Evaluate the following integral: $$ \begin{aligned} &I=\iint\limits_S fdS\ \ \text{where}\ f=1-x^2-y^2-z^2,\\ &S \text{ is a part of the plane $x+y+z=1$ that lies inside of the sphere } x^2+y^2+z^2=1 \end{aligned} $$
I tried to approach this problem using sphere parametrization: $$ dS=R^2\sin\theta\ d\theta,\ \ I=\int\limits_0^{2\pi}d\varphi\int\limits_0^\pi(1-R^2)R^2\sin\theta\ d\theta $$ Then I understood that I had to express $R$ in terms of $\varphi$ and $\theta$, and the last integral is actually not that simple. Maybe there is a better approach to this problem?

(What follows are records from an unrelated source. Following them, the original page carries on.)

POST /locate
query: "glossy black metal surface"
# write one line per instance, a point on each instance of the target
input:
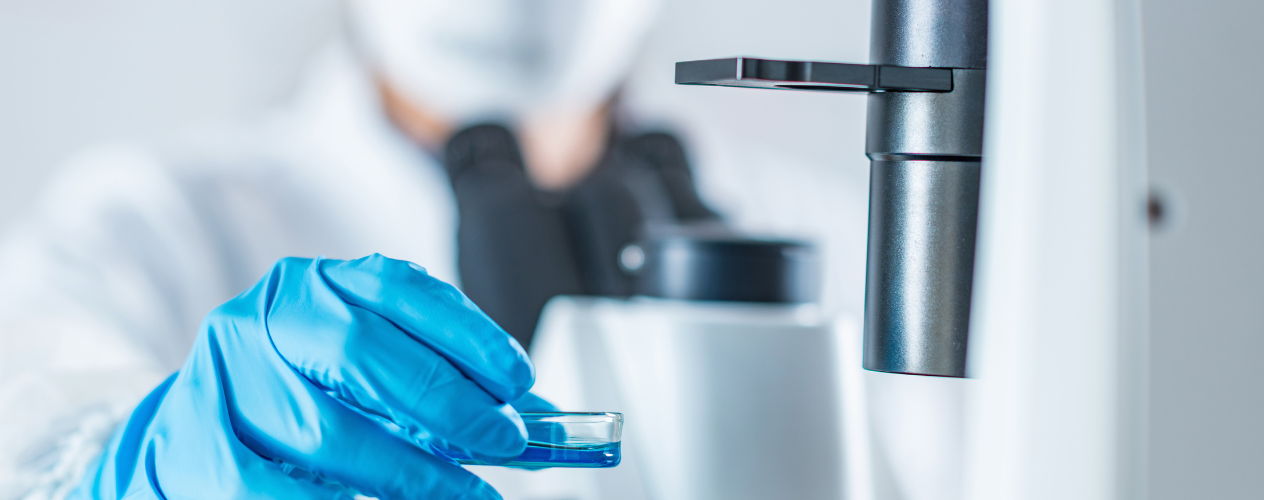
(923, 216)
(925, 142)
(817, 76)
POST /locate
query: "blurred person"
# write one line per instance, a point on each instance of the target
(478, 139)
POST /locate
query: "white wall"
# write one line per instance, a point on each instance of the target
(1206, 128)
(79, 72)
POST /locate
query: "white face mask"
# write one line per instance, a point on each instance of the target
(467, 59)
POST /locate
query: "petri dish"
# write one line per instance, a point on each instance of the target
(565, 440)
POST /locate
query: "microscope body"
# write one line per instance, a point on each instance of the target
(925, 83)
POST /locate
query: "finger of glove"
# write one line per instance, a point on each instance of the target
(370, 364)
(336, 443)
(439, 316)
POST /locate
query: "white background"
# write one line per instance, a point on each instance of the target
(80, 72)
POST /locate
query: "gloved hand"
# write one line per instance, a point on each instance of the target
(326, 379)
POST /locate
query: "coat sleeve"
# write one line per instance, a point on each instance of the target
(101, 291)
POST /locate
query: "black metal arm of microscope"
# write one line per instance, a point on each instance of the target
(924, 139)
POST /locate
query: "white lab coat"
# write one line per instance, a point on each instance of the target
(103, 289)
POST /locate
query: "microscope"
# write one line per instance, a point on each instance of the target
(925, 85)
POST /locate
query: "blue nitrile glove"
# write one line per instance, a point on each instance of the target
(326, 379)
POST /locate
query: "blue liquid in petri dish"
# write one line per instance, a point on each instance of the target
(546, 455)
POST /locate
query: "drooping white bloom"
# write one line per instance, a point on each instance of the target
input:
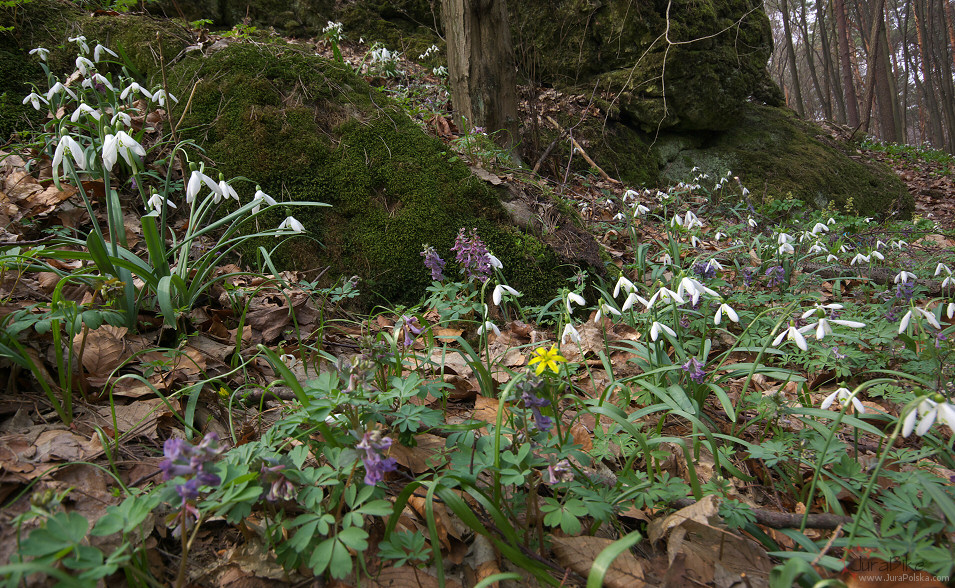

The intersection of the plane $x+y+z=1$ and $x^2+y^2+z^2=1$ is a circle of radius $r=\sqrt{\frac23}$. And, from symmetry
$$I=\iint\limits_S (1-x^2-y^2-z^2)dS= \iint\limits_S (1-3z^2)dS =\frac{2\pi}3 -3 \iint\limits_S z^2dS\tag1 $$
For convenience of integration, rotate the coordinates to have the $z$-axis aligned with the normal direction of the plane $x+y+z=1$, i.e. $(1,1,1)$, which simplifies the equation of the plane $w=\frac1{\sqrt3}$ and
$$z= \frac1{\sqrt3}w- \frac{\sqrt2}{\sqrt3}u $$ Then, the integral becomes
$$ \iint_S z^2dS =\iint_{u^2+v^2\le \frac23} (\frac1{\sqrt3} \frac1{\sqrt3}- \frac{\sqrt2}{\sqrt3}u)^2 dudv=\frac{4\pi}{27} $$
Plug into (1) to obtain the integral
$$I= \frac{2\pi}9$$